Like Arthur, you too travel a lot. Have you ever felt compelled to regulate or restrain your queerness because of local laws and cultural traditions in certain countries?
I am so obviously gay that I can do nothing to tone it down – and don’t want to either – but my behaviour is sometimes different based on whether I am travelling to take notes for a book or just for a vacation. When I am taking notes, I try to charm people so that they will tell me stories. I talk to them in a manner that puts them at ease. Look at how I dressed up for the Kolkata Literary Meet this year or how I dress up for my classes with undergraduate students. I deliberately dress a little gay because I want people to see someone who is gay and really comfortable in their skin and in being a bit flamboyant.

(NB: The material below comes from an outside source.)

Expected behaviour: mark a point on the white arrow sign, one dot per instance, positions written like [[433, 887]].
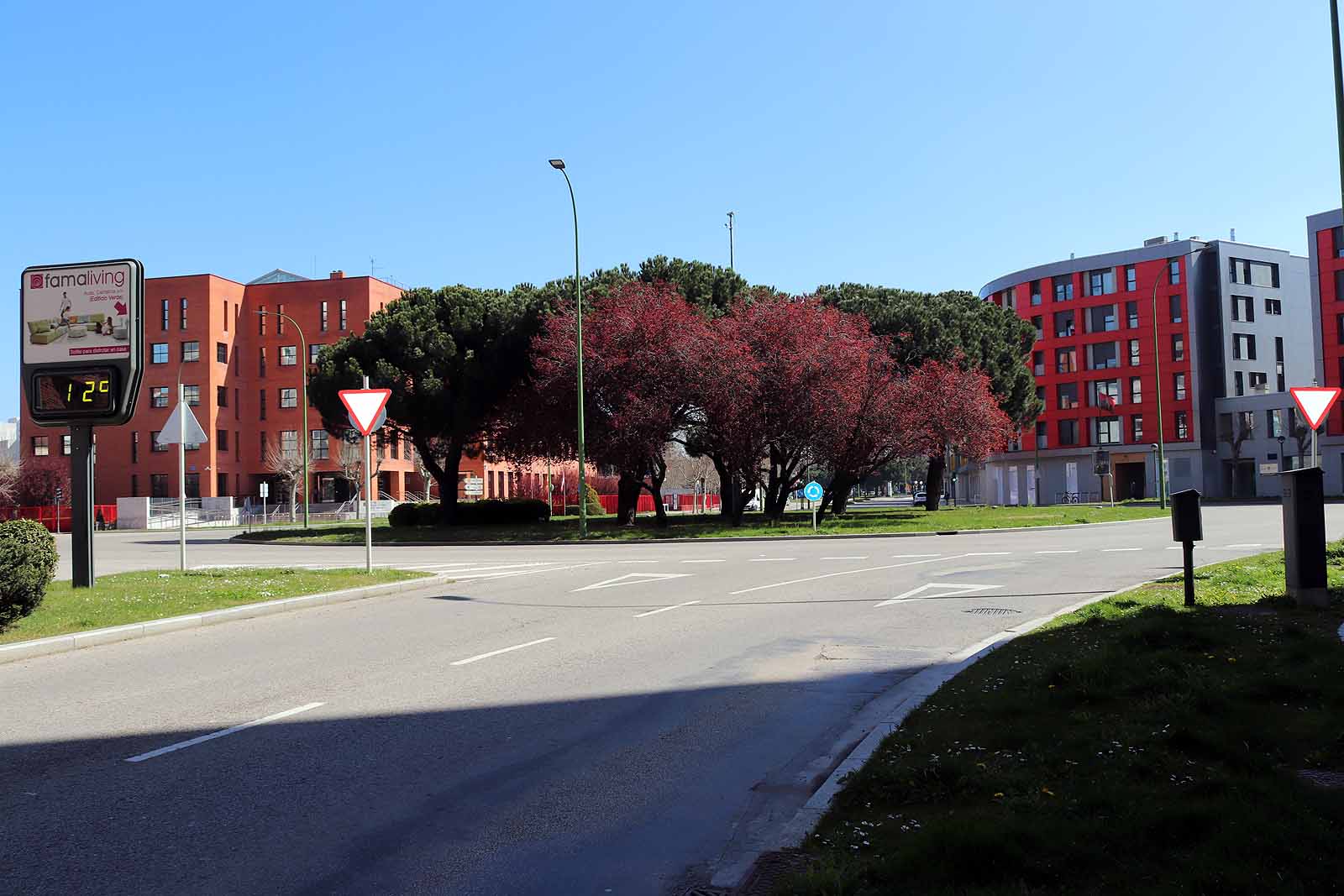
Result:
[[174, 432], [632, 578], [949, 590]]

They too can do the same if they want to. It’s not only about self-expression. I do it to show certain possibilities to others.
How do you look back at your own trajectory as someone who worked as a chauffeur and a television extra, and is now the proud winner of a Pulitzer Prize for Fiction? Who stood by you when you imagined possibilities for yourself, as a writer and a gay man?
My parents! They never told me that I needed to get a “real job”. They believed that if being a writer is what I wanted to do, that really was the right choice for me and that I would figure it out. No one is happier for me than my mother. You know, as a queer person, that it is incredibly hard sometimes to make choices that deeply honour your spirit and your dreams. I had to take up projects to keep making money because writing books is tough and takes time. If it was so challenging for me as a white American writer, imagine how challenging it must be for other people. There was this time when I took up a job in rural Italy and everyone thought it was really glamorous but it wasn’t. I was only changing bed covers at a writers’ residency. When I got the Pulitzer Prize for Less, I told myself, “Now I can just write.”
Chintan Girish Modi is a freelance writer, journalist and book reviewer.